Partial Frame Challenge
Individual left on base is a meaningless statistic that is reported virtually nowhere that has a meaningful statistical background. MLB.com does report it in their box scores, but no other major site that I could find even reports any LOB beyond Team LOB, nor do the newspaper box scores of old that I could find. Fangraphs does not list it, and Baseball-Reference neither lists it nor even allows you to search for it (in their Stathead system). While I don't have specific evidence for this (as it's so fully ignored there's no way to prove this negative), it clearly has no predictive value - as baseball is the leading sports in advanced statistics, and this isn't even available to look at without reconstructing it yourself.
Further, the MLB official scorer handbook does not list individual left on base as a statistic the scorer is expected to keep. As a result, I would define this term as "unofficial" and attribute no specific definition to it; it is something each site/person may define for themselves.

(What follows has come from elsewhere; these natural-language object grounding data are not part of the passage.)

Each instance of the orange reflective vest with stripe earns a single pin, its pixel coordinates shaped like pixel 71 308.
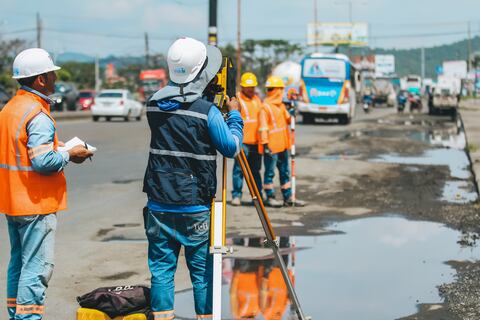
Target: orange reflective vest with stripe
pixel 250 111
pixel 274 123
pixel 22 190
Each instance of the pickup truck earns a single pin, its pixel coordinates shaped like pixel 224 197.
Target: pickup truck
pixel 445 96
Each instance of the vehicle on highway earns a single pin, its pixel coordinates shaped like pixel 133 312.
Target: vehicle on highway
pixel 367 100
pixel 4 97
pixel 151 81
pixel 116 103
pixel 413 84
pixel 384 92
pixel 445 96
pixel 85 99
pixel 415 102
pixel 326 89
pixel 65 97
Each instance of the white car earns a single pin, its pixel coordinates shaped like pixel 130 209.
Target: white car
pixel 116 103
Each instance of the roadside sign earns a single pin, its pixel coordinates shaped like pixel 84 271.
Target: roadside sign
pixel 335 34
pixel 384 64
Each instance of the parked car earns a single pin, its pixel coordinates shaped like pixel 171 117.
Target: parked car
pixel 86 99
pixel 116 103
pixel 65 96
pixel 4 97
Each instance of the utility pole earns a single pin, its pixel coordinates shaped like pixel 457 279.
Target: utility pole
pixel 39 31
pixel 97 75
pixel 422 57
pixel 315 26
pixel 212 22
pixel 469 59
pixel 147 51
pixel 239 41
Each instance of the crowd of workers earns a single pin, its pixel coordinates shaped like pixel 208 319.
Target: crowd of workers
pixel 180 178
pixel 266 134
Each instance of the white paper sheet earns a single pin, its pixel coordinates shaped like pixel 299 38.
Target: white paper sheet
pixel 75 142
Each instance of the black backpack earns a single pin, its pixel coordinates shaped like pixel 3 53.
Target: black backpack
pixel 118 301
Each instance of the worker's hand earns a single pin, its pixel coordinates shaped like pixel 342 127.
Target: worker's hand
pixel 79 153
pixel 233 104
pixel 266 150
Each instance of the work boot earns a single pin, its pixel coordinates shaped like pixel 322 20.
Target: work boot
pixel 290 203
pixel 272 202
pixel 236 202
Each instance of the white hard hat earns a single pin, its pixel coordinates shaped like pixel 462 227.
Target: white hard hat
pixel 185 59
pixel 32 62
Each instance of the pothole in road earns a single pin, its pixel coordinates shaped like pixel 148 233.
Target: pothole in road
pixel 125 181
pixel 374 268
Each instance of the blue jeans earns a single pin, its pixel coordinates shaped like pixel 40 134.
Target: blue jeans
pixel 255 161
pixel 281 161
pixel 32 241
pixel 166 233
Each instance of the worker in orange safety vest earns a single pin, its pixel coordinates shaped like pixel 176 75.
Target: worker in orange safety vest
pixel 251 105
pixel 32 184
pixel 275 142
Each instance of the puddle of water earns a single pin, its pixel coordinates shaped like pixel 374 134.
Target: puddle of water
pixel 376 268
pixel 459 192
pixel 456 160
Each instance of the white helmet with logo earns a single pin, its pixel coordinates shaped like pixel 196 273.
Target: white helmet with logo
pixel 185 59
pixel 32 62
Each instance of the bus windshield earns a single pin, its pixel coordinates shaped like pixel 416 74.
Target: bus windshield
pixel 324 68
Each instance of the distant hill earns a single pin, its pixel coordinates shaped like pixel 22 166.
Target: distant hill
pixel 73 56
pixel 409 61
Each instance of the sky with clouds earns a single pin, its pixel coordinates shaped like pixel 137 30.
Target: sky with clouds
pixel 117 26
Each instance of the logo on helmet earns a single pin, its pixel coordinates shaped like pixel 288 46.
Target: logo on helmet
pixel 180 70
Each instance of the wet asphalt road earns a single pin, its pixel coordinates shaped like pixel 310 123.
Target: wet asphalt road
pixel 103 195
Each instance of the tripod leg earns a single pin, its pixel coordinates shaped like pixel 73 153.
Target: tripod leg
pixel 267 227
pixel 217 244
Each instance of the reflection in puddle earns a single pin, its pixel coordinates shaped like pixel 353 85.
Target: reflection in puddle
pixel 456 160
pixel 376 268
pixel 459 192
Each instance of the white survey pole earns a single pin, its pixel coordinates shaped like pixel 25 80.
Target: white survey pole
pixel 217 260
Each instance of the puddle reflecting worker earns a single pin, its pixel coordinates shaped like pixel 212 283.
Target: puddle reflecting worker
pixel 275 143
pixel 180 180
pixel 251 104
pixel 32 183
pixel 257 286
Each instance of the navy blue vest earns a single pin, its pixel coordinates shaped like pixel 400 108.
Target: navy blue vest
pixel 182 163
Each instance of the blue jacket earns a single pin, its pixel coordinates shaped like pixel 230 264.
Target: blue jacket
pixel 225 136
pixel 41 131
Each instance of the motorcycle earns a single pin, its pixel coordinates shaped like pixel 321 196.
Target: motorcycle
pixel 401 101
pixel 367 103
pixel 415 102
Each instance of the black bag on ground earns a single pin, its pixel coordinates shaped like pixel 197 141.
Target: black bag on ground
pixel 117 301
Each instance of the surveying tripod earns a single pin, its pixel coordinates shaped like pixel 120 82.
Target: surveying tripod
pixel 218 237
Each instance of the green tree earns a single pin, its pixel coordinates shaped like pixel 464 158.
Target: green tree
pixel 81 73
pixel 64 75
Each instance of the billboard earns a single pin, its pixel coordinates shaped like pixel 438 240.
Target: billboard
pixel 335 34
pixel 384 64
pixel 455 69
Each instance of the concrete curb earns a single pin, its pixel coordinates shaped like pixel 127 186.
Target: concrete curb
pixel 71 115
pixel 470 116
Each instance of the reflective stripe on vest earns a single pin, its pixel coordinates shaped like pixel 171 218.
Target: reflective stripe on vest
pixel 180 112
pixel 17 136
pixel 182 154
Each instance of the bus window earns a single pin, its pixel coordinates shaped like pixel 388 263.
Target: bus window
pixel 324 68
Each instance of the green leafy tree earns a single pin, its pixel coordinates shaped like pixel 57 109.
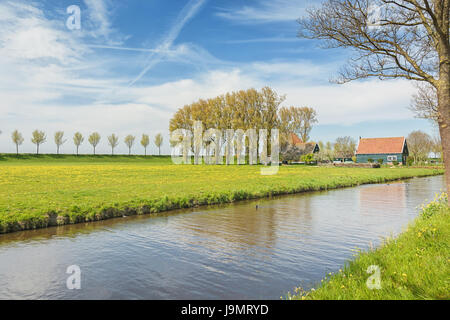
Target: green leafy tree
pixel 78 140
pixel 38 138
pixel 94 140
pixel 158 142
pixel 59 140
pixel 129 141
pixel 17 139
pixel 145 141
pixel 113 142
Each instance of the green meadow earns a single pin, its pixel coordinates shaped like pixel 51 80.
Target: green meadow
pixel 46 190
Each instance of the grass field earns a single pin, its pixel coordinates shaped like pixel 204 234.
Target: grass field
pixel 46 190
pixel 416 265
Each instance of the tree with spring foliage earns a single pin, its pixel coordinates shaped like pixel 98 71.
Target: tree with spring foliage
pixel 158 142
pixel 59 140
pixel 145 141
pixel 94 140
pixel 38 138
pixel 129 141
pixel 113 142
pixel 390 39
pixel 17 140
pixel 78 140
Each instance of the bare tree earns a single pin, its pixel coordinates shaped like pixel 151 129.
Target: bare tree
pixel 113 141
pixel 419 145
pixel 297 120
pixel 94 140
pixel 158 142
pixel 17 139
pixel 38 138
pixel 425 103
pixel 129 141
pixel 145 141
pixel 393 39
pixel 78 140
pixel 59 140
pixel 436 146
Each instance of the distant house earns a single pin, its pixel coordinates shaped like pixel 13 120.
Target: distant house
pixel 388 149
pixel 304 147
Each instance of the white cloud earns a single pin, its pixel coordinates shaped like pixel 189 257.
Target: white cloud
pixel 188 12
pixel 57 84
pixel 99 23
pixel 266 11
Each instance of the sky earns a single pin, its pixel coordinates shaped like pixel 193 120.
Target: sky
pixel 132 64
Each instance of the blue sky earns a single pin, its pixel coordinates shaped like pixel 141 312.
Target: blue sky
pixel 134 63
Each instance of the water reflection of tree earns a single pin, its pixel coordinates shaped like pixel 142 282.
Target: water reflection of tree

That said, it is possible to determine some of the rules that MLB.com follows by inspecting box scores and the play by play for those games. For example, in the game between the Detroit Tigers and the Chicago White Sox on 10/3/2021, Akil Badoo is listed as having 2 LOB. He left two runners on base in the third inning (when he popped out), and then later had a sacrifice fly to score a run with two on in the ninth inning. The final score has him with 2 LOB, so clearly a SF does not count against LOB (even the runners who weren't scored).
Further, in a game the same day down I-55, the Cubs and the Cardinals played, and the Cardinals pitcher had a sacrifice hit in two plate appearances, and 0 LOB. As such, he had zero LOB.
So clearly, neither kind of sacrifice is counted as any LOB by mlb.com.
As far as double plays, they do count as LOB (the runner who was also out). Look at Sosa (not Sammy, but Cardinals shortstop Edmundo Sosa); he had 3 LOB, grounded into a double play with two on, one of whom scored, in the second, and then grounded into a fielder's choice in the fourth with two on. Every runner who was on and didn't score was counted against him, even the runner who was doubled off and the runner who was put out on the fielder's choice.
And, as far as errors, Tigers first baseman Harold Castro (not catcher Willi) in the game above reached on an error by White Sox third baseman Yoán Moncada, with one runner on. That was the only "out" he (should have) recorded that game with a runner on who did not score (he also had an earlier sacrifice fly, but we determined that does not count separately, and there were no runners left on in either case). As such, he was clearly credited with an LOB for it despite reaching safely.
So to wrap up: SF, SH do not count any LOBs. GIDP counts the doubled-off runner as an LOB. E counts as an out (as it does elsewhere). Most likely, MLB.com simply counts any runner on base at the start of an at bat who had not scored by the end of the at bat, where the batter received an at bat but did not record a hit.